I’m trying to understand how GPU utilization is defined and interpreted.
According to NVIDIA support, GPU utilization is:
“Percent of time over the past sample period during which one or more kernels was executing on the GPU. The sample period may be between 1 second and 1/6 second depending on the product.”
On my RTX 5080, for various deep learning workloads (small and large models), I consistently see GPU utilization from nvidia-smi and dcgmi dmon -e 203 fluctuate between ~0% and ~100%, almost like a binary. My understanding is that this happens because the metric only checks whether at least one kernel is running during the sampling window.
I have two questions:
Is my interpretation correct?
Is there a more meaningful GPU utilization metric that reflects actual compute usage, e.g., Utilization = (achieved compute throughput) / (peak compute throughput)?
which is, for a system administrator, defined as GPU utilization when in fact it is a high level version of graphics engine (compute or graphics pipe active). The compute pipe can be 100% active if even a single thread is running on 1 SM (out of all SMs).
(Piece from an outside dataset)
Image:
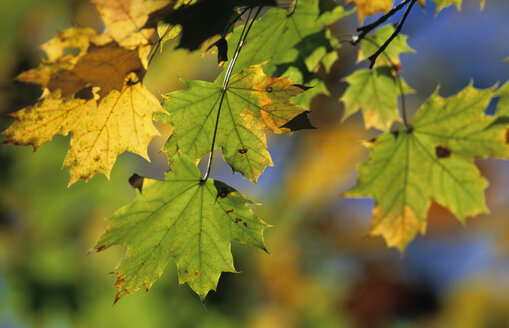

There are several more accurate methods of measuring GPU utilization:
DCGM Profiling Metrics PROF_GR_ENGINE_ACTIVE is number of cycles in the sample period that the compute pipe or graphics pipe is active so it closely matches the DCGM_FI_DEV_GPU_UTIL in definition. PROF_SM_ACTIVE is the number of cycles in the sample period the SM had at least 1 warp active summed across all SMs.
These metrics can be collect at up to 10 Hz.
Nsight Systems GPU Metrics GR_ACTIVE matches definition of PROF_GR_ENGINE_ACTIVE SM_ACTIVE matches definition of PROF_SM_ACTIVE
These metrics can be collected up to 200 kHz. On some GPUs this rate cannot be maintained.
Both DCGM Profiling and Nsight Systems support additional SM and memory system metrics to utilization of major SM pipelines (FP32, FP64, TENSOR, …), the memory subsystem, and interconnects.